The death of eighteen-year-old Michael Brown in Ferguson, Missouri this August, the immigration crisis centering primarily around the recent influx of children from Central America to the United States, and the growing panic over the spread of the ebola virus can all be read as the newest manifestations of a long-running pattern throughout American history and culture: the relationship between constructions of “healthy” communities, the fear that these communities will be violated, invaded, or contaminated, and the mobilization of these fears as justification for action in the name of community preservation. The history of the United States is littered with rhetorical constructions of safety and security, purity and contamination—as well as with the results of very real processes of violence, displacement, and exclusion.
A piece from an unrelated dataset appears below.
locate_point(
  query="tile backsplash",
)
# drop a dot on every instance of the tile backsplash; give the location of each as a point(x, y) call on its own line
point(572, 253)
With this in mind, we invite presenters to consider constructions of home and health, and to explore how these concepts have been and continue to be mobilized in the construction and erasure of American communities, families, and selves. What processes are involved in the construction of a sense of home, either personal or communal? Who gets to define the boundaries of community? What relationships and investments does the name “home” imply? What produces a sense of homesickness, and what does this sense of nostalgia in turn produce? What does a “healthy”—or a “sick”—community look like? What is the relationship between community construction and processes of exclusion, abjection, and othering? We invite both papers that reflect on the present moment as well as explorations of the shifting terrain of home and health in American history. Submissions from all disciplines are welcome.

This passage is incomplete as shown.